When a middle-aged man was found dead alongside a woman and her child in Government Quarters on Jogoo Road, Nairobi, last week, few would have imagined that he was a thriving seminarian about to graduate to set about a lifelong Catholic church missionary work.
To the residents of ‘Gava’, as the estate is popularly known, Kelvin Kipkoech passed for a cousin who frequently visited his relatives every other weekend, possibly on break from college or work.
But when truth came out, not even his father Elijah Kimaiyo could come to terms with the circumstances in which he died. Kipkoech was studying at the St Thomas Aquinas Seminary in Nairobi and was expected to go back after finishing his eighth-year examinations.
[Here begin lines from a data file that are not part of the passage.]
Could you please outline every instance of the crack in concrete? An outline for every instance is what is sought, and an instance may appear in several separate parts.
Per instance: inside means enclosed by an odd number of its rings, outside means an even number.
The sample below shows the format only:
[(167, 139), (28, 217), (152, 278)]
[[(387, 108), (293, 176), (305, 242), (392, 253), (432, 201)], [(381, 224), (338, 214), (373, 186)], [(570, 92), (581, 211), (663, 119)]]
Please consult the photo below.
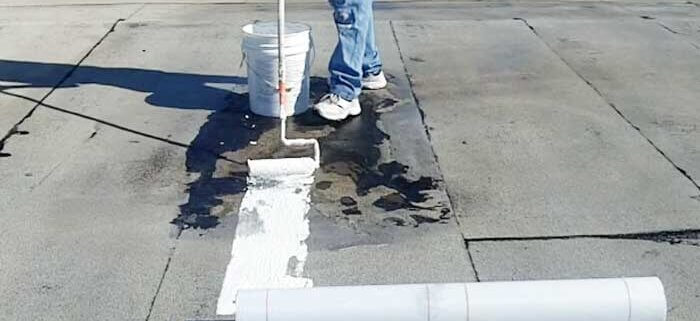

And as police try to unravel how Kipkoech, Charity Cherop, 34, and her son Allan Kipng’etich died, the incident adds to a growing list of men of the cloth who have been killed or hurt in circumstances that have left the faithful baffled.?
On the night of March 21, 2010, it was raining heavily in Makueni. And as it was the norm in most parts of the country, heavy downpour was synonymous with blackout. But it was an act of man at the Makueni Catholic Mission House on that night that was to dominate conversation for the months that followed.
It started with a reunion of a few good men of God and ended in an attempted murder conviction for a fast-rising priest from Machakos.
On that night, one man became another statistic in a long line of those who came before him, and an even longer line of those who came after him, of priests caught on the other side of the law.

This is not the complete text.